Tyrone McCullagh (Holy Family, Belfast), last year’s featherweight champion and European bronze medallist, will meet defending champion John Joe Nevin in next Friday night’s bantamweight final after outpointing Shane Cox (Gorey) 8-2 on Saturday night.
“After the first round I started to get going and I found my range,” McCullagh said. “The last round was good for me. Boxing like that, behind the guard, is not exciting to watch and maybe some people lost last night who did not deserve to lose.
“I was happy with the last two rounds. I have a couple of fights under my belt now. I’m boxing John Joe (Nevin) in the final and he is half favourite but hopefully I’ll give him all he wants.”
There was a controversial ending to the lightweight semi-final when the St. Mary’s club pulled one of their boxers, Ciaran Bates, out after the first round. David Oliver Joyce (St. Michael’s, Athy) was leading 6-1 at the time and Bates’ corner disputed the scoring.
“We don’t mind being beaten but there’s no way we were 6-1 down,” St. Mary’s secretary, Mel Leonard, said. “We pulled our boxer out as a protest.”
Joyce will meet another St. Mary’s boxer, Michael McDonagh, in next Friday night’s final. He beat Joyce’s clubmate and defending champion Eric Donovan on a countback on Friday, and Joyce said he would like a chance to avenge the result.
“They are saying it was a wrong decision and it should have been a bit closer, but it’s up to the judges,” Joyce, who is chasing a fifth national senior title, insisted.

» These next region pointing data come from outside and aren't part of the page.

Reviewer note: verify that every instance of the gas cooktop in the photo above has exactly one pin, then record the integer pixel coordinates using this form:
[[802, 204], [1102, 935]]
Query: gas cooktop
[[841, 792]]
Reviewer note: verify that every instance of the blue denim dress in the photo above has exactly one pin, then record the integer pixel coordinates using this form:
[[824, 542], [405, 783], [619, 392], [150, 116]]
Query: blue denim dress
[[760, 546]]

“He was throwing a lot of shots, but the judges probably saw my clean shots going in. Near the end of the round, I could feel he was getting tired. I was landing nice body shots and the body shots scored. I wasn’t wasting too many shots either. I meet his clubmate on Friday night and hopefully I can do the business again.”
Philip Sutcliffe (Crumlin), the 2009 champion, took a major step towards reclaiming his light welterweight title with his second stoppage of the championships — this time against Anthony Upton (Holy Family), who was on the floor twice in the first round, before the referee stopped the contest. He now meets Karl Brabazon (St. Saviours OBA), who beat defending champion John Joe Joyce (St. Michael’s, Athy) on Friday night.

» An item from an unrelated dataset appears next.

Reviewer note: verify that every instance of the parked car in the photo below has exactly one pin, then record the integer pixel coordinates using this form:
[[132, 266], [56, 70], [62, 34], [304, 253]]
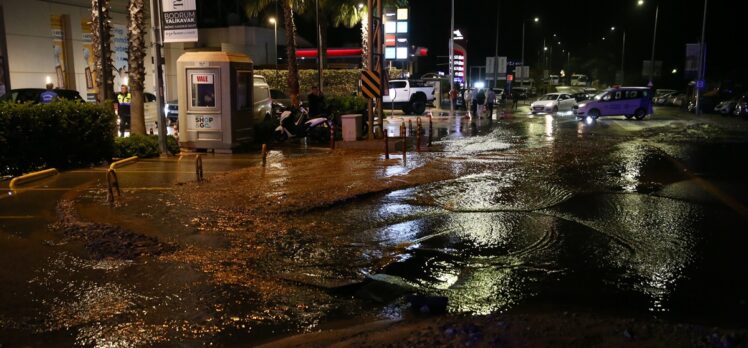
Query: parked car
[[663, 99], [741, 106], [553, 103], [411, 96], [726, 107], [32, 95], [678, 99], [628, 101]]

Another favourite to bite the dust in the very first of Saturday night’s semi-finals was Declan Geraghty (Corinthians), who was outpointed 8-4 by 18-year-old Kildare debutante Chris Phelan, in what was a lively contest.
Geraghty had to withdraw from the defence of his title last year with a hand injury, while defending champion Gary Molloy (Moate) was beaten by Michael Conlon (St. John Bosco) in another shock result on Friday night.